Life is a seed

Seeds are small things but once you allow yourself to learn about their biology you will quickly be renewed with fascination and wonder at just how unique and intricate life in all its forms really is.

Take a common garden seed such as a green bean.  This small package holds within it the past, present, and future seemingly all at once. 


The past is present in the hard seed coat that surrounds the embryo until conditions are right for new life to emerge.  The seed coat is formed directly from the tissues of the mother plant and is evidence of the end of the lifecycle of the previous generation that brought it into existence.   The seed coat is often hard and forms a protective barrier for the embryo.  But interesting research also shows that the seed coat is far more ‘alive’ than we would think.

The seed coat also acts as a sort of channel for transmitting various environmental cues directly to the deep interior of the seed.  This function actually enables the seed to adjust its metabolism and respond to the ongoing changes in the external environment. 


The seed you hold in your hand is of course the present moment in time between what has come and what will be.  This tiny structure that looks so insignificant holds within it some of the most immense possibility known on earth.


The future is present in the deep interior of the seed.  Our bean seed has an embryo which will become a new plant and it also contains a supply of stored food for the embryo (called the endosperm) which will supply nutrients until a new root system and seed leaves are formed.
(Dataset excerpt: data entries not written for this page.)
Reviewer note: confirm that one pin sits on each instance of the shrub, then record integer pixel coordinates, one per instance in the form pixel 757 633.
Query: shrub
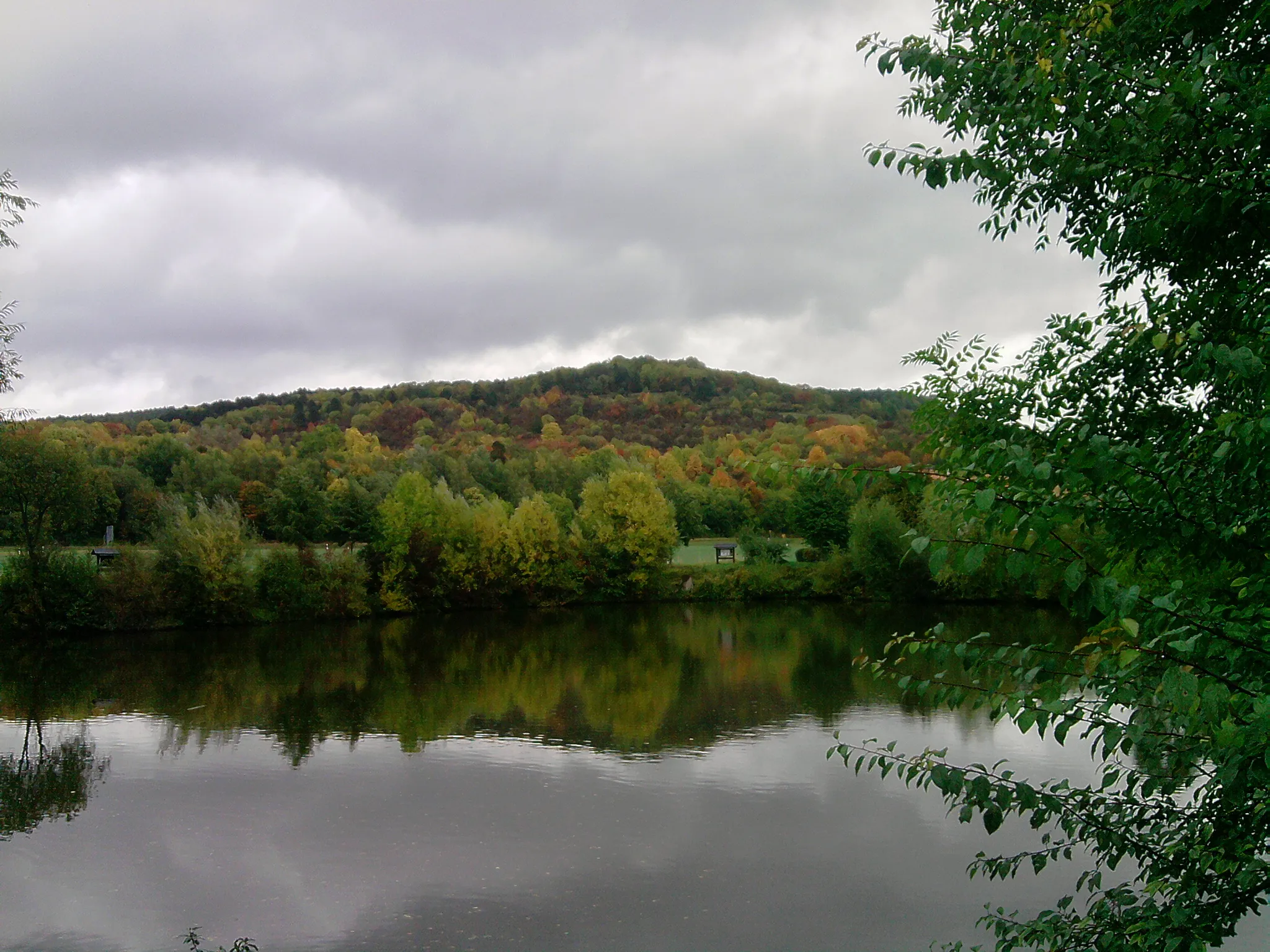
pixel 303 583
pixel 61 594
pixel 761 550
pixel 881 551
pixel 821 512
pixel 133 593
pixel 288 586
pixel 427 549
pixel 538 551
pixel 201 560
pixel 346 584
pixel 625 530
What is fascinating is how the past, present, and future must all come together in a moment of time to create the beautiful process we call germination.

First seed dormancy must be overcome and the hard seed coat must start to break down and allow water to enter the seeds interior.  This breaking down process can happen in multiple ways and is different for different types of seeds.  The seed coat may begin to break down due to specific light conditions, heat, smoke or fire, or other environmental factors.

Once the seed coat breaks down, water can enter and reactivate enzymes present in the seed that begin to break down the endosperm so that food will be available to the growing embryo.  Food is then translocated to the embryo and it begins to grow as new cells elongate and divide.

The final step is what we experience as germination.  It is at this point that the embryo undergoes more metabolic changes that transform it into a seedling.  The radicle or first root emerges from the seed and then the hypocotyl or stem and seed leaves become visible as the new seedling begins to grow and produce its own food via photosynthesis.

Life is like a seed

If we reflect I think we will find that human life is also a ‘seed’ in a certain sense.  Our lives are filled with past, present, and future seemingly all at the same time just like a plant seed.  We have a history and a ‘seed coat’ that developed early in life based on our circumstances and family of origin, but how true it is that the ‘seed coat’ we grew must almost always be broken down to certain extent in order for us to germinate and grow and develop into whole and fully functional persons in all our dimensions.

The potential for an immense future of fruit growth lies within us too, some might refer to this kind of fruit as love, joy, peace, patience or kindness.  As you contemplate and plan what seeds to plant this year, don’t lose sight of the reality that your life is also a seed with great potential.